Левый глаз Ильи Юрьевича гневно вспыхнул, левый угол рта судорожно раскрылся, и из груди больного вылетел хриплый стон:
— Не-е-е…
Тут Богдан Карлыч, не отходивший от Илюши, обхватил его вокруг плеч и насильно вывел вон. За дверьми ожидала их Зоенька.
— Ну, что, Илюша? Узнал он тебя? Сказал тебе что-нибудь?
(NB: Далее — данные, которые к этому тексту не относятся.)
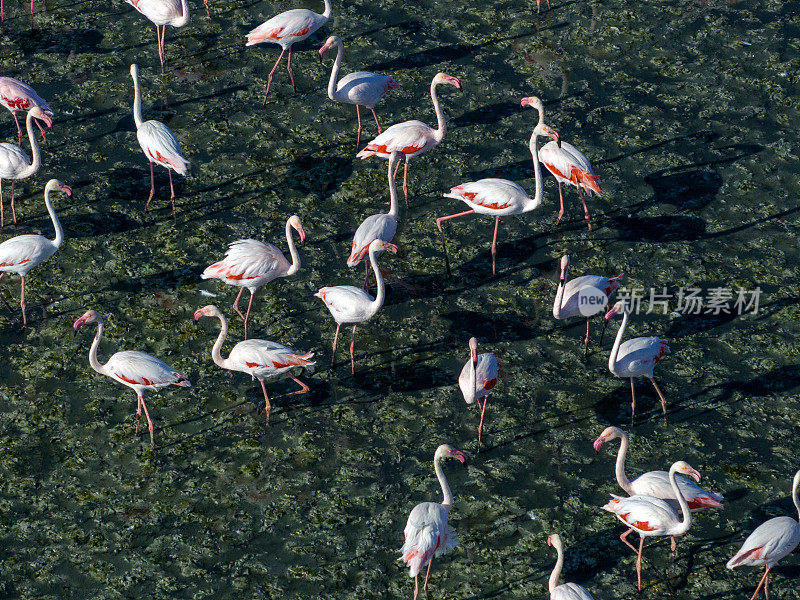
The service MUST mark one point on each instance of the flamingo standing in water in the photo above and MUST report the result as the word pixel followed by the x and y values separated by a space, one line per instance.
pixel 286 29
pixel 571 296
pixel 565 591
pixel 251 264
pixel 427 532
pixel 16 96
pixel 349 304
pixel 478 378
pixel 15 164
pixel 22 253
pixel 568 165
pixel 653 517
pixel 498 197
pixel 158 143
pixel 636 357
pixel 260 359
pixel 136 370
pixel 361 88
pixel 163 13
pixel 770 542
pixel 412 138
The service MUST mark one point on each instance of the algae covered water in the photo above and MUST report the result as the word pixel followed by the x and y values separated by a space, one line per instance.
pixel 689 114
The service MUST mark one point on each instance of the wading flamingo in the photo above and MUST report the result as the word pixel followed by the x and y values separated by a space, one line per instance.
pixel 498 197
pixel 16 96
pixel 412 138
pixel 15 164
pixel 653 517
pixel 158 143
pixel 163 13
pixel 286 29
pixel 478 378
pixel 568 165
pixel 22 253
pixel 376 227
pixel 573 298
pixel 635 357
pixel 565 591
pixel 349 304
pixel 251 264
pixel 427 533
pixel 770 542
pixel 260 359
pixel 136 370
pixel 361 88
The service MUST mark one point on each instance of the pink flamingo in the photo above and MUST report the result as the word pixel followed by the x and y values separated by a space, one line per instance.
pixel 286 29
pixel 349 304
pixel 163 13
pixel 498 197
pixel 478 378
pixel 158 143
pixel 251 264
pixel 258 358
pixel 636 357
pixel 361 88
pixel 15 164
pixel 427 532
pixel 653 517
pixel 412 138
pixel 572 296
pixel 568 165
pixel 770 542
pixel 16 96
pixel 565 591
pixel 22 253
pixel 136 370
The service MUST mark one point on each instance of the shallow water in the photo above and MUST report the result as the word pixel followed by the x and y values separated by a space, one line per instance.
pixel 689 114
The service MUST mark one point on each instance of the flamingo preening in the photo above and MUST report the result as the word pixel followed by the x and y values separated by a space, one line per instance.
pixel 136 370
pixel 653 517
pixel 770 542
pixel 361 88
pixel 412 138
pixel 260 359
pixel 498 197
pixel 427 532
pixel 251 264
pixel 478 377
pixel 286 29
pixel 22 253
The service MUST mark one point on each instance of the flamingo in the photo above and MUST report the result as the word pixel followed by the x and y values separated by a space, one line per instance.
pixel 158 143
pixel 251 264
pixel 653 517
pixel 636 357
pixel 412 138
pixel 136 370
pixel 361 88
pixel 260 359
pixel 349 304
pixel 376 227
pixel 16 96
pixel 22 253
pixel 498 197
pixel 770 542
pixel 163 13
pixel 15 164
pixel 427 532
pixel 478 378
pixel 568 165
pixel 285 29
pixel 572 297
pixel 565 591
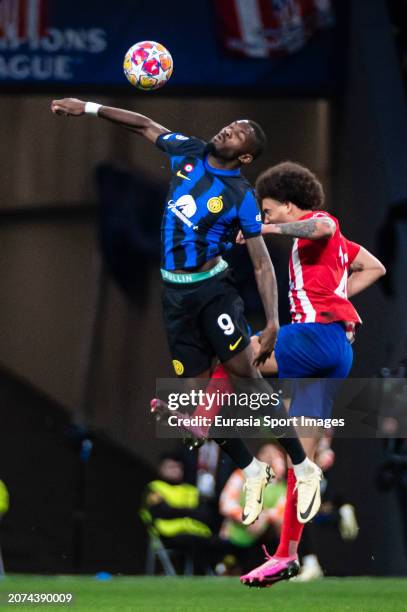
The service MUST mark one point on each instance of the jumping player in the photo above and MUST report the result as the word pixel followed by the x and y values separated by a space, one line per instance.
pixel 208 201
pixel 318 342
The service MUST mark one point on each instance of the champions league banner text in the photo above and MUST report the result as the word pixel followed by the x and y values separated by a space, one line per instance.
pixel 350 408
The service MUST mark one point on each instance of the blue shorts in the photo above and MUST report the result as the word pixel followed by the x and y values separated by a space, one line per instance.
pixel 313 350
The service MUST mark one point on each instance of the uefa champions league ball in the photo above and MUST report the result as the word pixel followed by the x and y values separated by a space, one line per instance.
pixel 148 65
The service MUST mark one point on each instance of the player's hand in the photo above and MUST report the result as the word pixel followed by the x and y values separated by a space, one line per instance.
pixel 240 238
pixel 267 341
pixel 68 107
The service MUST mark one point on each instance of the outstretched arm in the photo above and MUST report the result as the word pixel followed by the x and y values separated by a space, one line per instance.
pixel 267 286
pixel 366 270
pixel 312 229
pixel 140 124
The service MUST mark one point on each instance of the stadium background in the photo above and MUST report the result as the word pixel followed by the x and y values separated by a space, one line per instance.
pixel 75 351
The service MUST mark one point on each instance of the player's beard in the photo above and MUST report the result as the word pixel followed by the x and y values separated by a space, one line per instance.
pixel 223 155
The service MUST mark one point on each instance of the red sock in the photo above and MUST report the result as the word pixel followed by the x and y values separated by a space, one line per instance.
pixel 219 383
pixel 291 529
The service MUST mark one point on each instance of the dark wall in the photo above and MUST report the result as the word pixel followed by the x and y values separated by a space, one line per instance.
pixel 66 515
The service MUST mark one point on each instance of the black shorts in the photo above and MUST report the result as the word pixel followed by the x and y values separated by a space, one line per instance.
pixel 204 320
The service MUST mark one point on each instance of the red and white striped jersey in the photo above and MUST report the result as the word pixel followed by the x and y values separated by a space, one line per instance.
pixel 270 28
pixel 318 277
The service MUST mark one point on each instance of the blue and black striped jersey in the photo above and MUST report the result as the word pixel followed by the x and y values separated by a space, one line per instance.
pixel 205 205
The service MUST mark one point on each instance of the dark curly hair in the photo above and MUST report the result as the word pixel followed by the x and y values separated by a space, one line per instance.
pixel 291 182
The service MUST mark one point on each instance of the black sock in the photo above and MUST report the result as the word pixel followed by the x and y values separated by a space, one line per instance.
pixel 237 451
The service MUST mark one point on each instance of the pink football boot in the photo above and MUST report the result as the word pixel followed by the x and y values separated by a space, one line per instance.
pixel 272 571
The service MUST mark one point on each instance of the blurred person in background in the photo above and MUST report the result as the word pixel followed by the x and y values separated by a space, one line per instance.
pixel 176 513
pixel 208 469
pixel 392 472
pixel 4 506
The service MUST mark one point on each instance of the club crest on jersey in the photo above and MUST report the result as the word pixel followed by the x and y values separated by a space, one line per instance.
pixel 215 204
pixel 178 367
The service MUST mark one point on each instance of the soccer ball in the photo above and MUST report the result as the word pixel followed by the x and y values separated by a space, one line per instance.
pixel 148 65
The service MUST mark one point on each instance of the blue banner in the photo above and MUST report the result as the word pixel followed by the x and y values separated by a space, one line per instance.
pixel 83 43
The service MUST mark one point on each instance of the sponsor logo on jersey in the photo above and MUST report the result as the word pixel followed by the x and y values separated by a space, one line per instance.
pixel 215 204
pixel 184 208
pixel 178 367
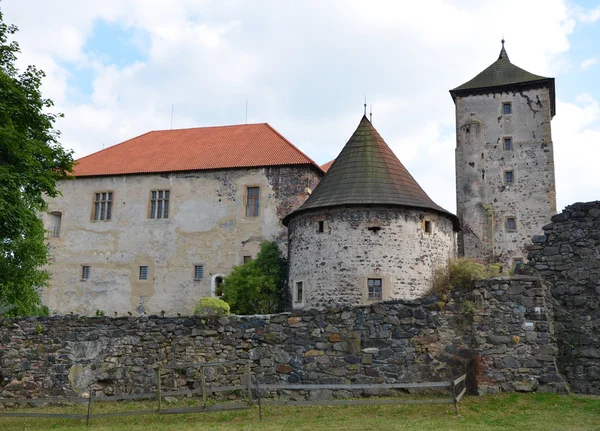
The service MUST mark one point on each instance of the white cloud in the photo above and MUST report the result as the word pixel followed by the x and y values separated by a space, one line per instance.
pixel 588 62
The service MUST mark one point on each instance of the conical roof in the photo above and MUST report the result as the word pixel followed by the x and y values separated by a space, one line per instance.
pixel 503 75
pixel 365 173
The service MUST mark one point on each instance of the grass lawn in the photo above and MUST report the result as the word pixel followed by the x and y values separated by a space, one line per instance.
pixel 529 412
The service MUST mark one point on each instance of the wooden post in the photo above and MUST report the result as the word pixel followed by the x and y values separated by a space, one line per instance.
pixel 203 386
pixel 87 418
pixel 158 389
pixel 249 382
pixel 258 397
pixel 454 394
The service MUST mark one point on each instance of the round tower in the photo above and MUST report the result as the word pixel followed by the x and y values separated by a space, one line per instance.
pixel 505 188
pixel 368 232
Вместо всякого ответа брат порывисто обнял сестренку, и на щеку ее капнула горячая слеза.
— Богдан Карлыч! — обратился он к учителю. — У батюшки остается здесь теперь из нас, трех детей, одна только Зоенька, дай уж ей ходить за ним.
— Ах, да, Богдан Карлыч! — воскликнула девочка. — А сам ты, Илюша, будешь давать нам тоже о себе весточки?
— Из больших городов — Нижнего, Казани — может, и будет с кем послать письмо, — сказал Богдан Карлыч. — Из других же мест — Бог-весть. Так вот что, мой друг: по пути ты увидишь всякие виды; чтобы не забыть виденного, да и поменьше тосковать, записывай-ка все, что увидишь примечательного. Я дам тебе для этого особую тетрадку.
— А потом ты нам ее вышлешь! — подхватила Зоенька с блещущими еще от слез глазами.
— Или сам ее привезу, — добавил Илюша, целуя ей глаза. — Вместе потом будем перечитывать.